South Korean Women And 4B Today

South Korea's 4B Movement in 2025: Radical Feminist Rejection Meets a Nation in Demographic Crisis

By Annette "Annie" Fundora

Seoul, South Korea - In 2025, South Korea finds itself at a crossroads as its birth rate continues to plummet despite aggressive state intervention. At the heart of this crisis is the continued rise of the 4B movement, a radical feminist rejection of patriarchal norms encapsulated in four principles: no dating (bi-yeonae), no sex (bi-sekseu), no marriage (bi-hon), and no childbirth (bi-chulsan).

Originally sparked in 2019 as a pushback against a deeply entrenched culture of misogyny and gender inequality, the 4B movement has not only persisted but spread—both within South Korea and across borders to places like China, Japan, and online feminist circles in the West. In 2025, the movement is no longer fringe. Social media spaces, women-led forums, and digital publications have amplified its core message: Korean women are rejecting traditional roles that expect them to sacrifice autonomy, career, and mental health for marriage and motherhood.

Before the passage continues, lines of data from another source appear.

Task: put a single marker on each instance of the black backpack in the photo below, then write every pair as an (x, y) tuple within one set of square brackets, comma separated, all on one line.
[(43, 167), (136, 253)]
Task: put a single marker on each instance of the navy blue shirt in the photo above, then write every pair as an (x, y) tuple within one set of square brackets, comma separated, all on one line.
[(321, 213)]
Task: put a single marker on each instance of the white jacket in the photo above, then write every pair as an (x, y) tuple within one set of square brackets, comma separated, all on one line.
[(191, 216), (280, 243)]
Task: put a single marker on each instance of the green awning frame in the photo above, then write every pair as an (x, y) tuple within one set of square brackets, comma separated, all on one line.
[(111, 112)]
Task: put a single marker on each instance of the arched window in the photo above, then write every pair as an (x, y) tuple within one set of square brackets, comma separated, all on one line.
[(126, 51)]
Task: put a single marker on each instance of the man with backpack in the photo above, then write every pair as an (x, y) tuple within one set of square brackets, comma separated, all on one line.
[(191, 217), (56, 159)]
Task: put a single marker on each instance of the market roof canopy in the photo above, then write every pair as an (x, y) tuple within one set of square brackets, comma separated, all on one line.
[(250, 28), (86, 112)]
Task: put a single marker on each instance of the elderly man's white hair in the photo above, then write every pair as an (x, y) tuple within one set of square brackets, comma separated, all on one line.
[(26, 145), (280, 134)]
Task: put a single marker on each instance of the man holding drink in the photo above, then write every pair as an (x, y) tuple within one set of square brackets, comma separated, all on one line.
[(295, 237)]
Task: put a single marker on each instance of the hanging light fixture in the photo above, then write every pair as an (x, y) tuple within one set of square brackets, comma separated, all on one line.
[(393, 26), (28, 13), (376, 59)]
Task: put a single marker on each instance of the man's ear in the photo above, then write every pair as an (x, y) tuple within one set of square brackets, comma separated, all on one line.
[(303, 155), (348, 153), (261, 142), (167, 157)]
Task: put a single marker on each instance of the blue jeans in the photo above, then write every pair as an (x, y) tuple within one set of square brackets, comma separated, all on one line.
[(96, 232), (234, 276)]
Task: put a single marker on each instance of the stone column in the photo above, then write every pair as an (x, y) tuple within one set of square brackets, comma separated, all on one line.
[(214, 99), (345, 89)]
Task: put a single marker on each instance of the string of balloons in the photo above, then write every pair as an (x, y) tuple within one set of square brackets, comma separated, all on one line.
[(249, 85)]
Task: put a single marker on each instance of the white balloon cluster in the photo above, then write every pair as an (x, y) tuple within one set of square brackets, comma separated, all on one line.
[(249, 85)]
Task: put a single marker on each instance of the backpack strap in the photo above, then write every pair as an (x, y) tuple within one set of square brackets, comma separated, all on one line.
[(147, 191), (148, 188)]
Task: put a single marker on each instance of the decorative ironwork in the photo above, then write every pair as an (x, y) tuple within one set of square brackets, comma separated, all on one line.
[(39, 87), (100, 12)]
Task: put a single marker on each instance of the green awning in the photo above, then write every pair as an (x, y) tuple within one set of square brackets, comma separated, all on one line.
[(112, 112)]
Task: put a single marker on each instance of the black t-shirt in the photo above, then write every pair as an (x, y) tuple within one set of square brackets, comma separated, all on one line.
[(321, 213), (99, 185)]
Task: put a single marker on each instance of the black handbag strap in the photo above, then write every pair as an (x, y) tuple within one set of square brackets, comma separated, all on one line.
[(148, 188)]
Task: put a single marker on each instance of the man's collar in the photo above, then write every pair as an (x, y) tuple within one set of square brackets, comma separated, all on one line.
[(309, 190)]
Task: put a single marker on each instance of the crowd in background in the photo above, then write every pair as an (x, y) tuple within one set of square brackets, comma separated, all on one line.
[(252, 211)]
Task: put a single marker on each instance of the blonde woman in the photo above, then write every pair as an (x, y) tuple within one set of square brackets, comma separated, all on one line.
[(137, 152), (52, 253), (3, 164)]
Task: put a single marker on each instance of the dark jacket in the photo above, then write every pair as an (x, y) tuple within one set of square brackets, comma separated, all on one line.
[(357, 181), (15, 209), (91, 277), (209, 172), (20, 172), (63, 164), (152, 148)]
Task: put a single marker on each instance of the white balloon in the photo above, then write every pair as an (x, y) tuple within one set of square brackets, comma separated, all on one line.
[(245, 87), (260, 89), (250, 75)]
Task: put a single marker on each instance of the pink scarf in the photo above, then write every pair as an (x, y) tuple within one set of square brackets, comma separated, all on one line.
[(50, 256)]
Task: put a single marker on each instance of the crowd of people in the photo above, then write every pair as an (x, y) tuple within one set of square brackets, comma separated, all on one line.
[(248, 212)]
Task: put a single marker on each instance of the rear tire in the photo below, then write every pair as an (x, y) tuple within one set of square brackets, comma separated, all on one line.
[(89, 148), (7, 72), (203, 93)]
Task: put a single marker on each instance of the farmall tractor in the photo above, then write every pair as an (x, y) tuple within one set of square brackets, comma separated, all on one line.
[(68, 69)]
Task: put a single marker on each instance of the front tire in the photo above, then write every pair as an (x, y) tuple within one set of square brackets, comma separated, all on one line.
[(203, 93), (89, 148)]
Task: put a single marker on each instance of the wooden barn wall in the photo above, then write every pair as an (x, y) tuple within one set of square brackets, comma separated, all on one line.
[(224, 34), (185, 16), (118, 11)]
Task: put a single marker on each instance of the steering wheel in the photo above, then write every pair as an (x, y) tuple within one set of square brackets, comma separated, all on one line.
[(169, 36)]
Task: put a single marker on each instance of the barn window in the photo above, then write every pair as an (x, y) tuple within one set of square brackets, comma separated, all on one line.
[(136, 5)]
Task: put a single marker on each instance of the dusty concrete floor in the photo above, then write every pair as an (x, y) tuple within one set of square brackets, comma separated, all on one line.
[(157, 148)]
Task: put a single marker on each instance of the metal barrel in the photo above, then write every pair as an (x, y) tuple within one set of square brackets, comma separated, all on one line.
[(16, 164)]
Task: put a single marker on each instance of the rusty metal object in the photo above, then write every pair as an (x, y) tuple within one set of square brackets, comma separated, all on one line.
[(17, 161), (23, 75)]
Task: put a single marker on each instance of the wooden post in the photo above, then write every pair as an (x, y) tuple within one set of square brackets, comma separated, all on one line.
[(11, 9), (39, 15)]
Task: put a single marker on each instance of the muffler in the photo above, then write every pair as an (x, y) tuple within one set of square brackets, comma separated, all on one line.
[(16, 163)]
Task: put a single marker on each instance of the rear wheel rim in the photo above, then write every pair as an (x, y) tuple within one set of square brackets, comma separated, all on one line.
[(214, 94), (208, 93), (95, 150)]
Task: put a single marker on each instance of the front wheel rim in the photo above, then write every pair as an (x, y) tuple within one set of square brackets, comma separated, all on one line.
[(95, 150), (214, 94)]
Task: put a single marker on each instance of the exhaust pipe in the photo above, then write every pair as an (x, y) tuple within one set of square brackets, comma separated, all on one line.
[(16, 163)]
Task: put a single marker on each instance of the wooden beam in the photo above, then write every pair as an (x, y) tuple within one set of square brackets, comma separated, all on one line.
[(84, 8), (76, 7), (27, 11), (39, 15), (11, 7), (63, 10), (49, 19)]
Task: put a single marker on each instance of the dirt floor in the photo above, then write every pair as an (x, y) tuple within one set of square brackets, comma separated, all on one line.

Government efforts to counter the demographic decline have ranged from offering monthly baby bonuses and housing incentives for couples, to providing expanded childcare and paternal leave. Despite these attempts, the fertility rate remains dismally low. In fact, recent data shows it has declined again, resting at 0.71 births per woman—the lowest in the world. In Seoul, the capital city, the fertility rate has dropped below 0.6. National marriage rates have also declined by more than 20% over the past decade. While the government continues to frame the crisis in terms of economics and population sustainability, many Korean women argue that what’s being ignored is the unyielding pressure to conform to a rigid social system that rewards male privilege and punishes female independence.

Young women leading the 4B movement assert that the problem isn’t a lack of support—it’s the expectation that women must participate in a system that has consistently failed to recognize their value outside of domestic labor. Many express that no financial incentive can compensate for the emotional and physical burden of raising children in a society where gender roles remain largely unchallenged.

Critics of the movement argue that it risks widening the gender divide and exacerbating demographic decline. However, proponents insist that the real crisis lies not in women’s refusal to marry and bear children, but in the lack of meaningful structural reform. The workplace remains hostile to working mothers, men are rarely expected to shoulder domestic responsibilities, and media continues to reinforce antiquated gender stereotypes. Until these root issues are addressed, activists say, no amount of cash will reverse the trend.

Additionally, younger generations of Korean women are increasingly prioritizing education, career advancement, mental health, and personal freedom over traditional milestones. Many view marriage as a financial and emotional risk, especially in a country where divorce still carries stigma and gender-based violence remains under-addressed. These deeply felt concerns are not easily erased by government programs that fail to address cultural attitudes and systemic inequality.

Births continue to decline despite state spending. Government data from 2024 revealed that over 280 trillion won (approx. $210 billion USD) has been spent on fertility incentives since 2006, yet birth rates have consistently dropped. Women are not changing course. Fertility is not recovering. Marriage rates are falling. The message from many women is clear: they have had enough.

As the movement continues to gain traction, the gap between the government’s population policies and the lived realities of women grows wider. The 4B movement, once a quiet act of rebellion, has become a powerful mirror reflecting a society that must reckon with its treatment of women—not just to save its birthrate, but to rebuild trust with half its population. Without that reckoning, South Korea’s demographic future remains uncertain, and increasingly, defined by resistance rather than compliance.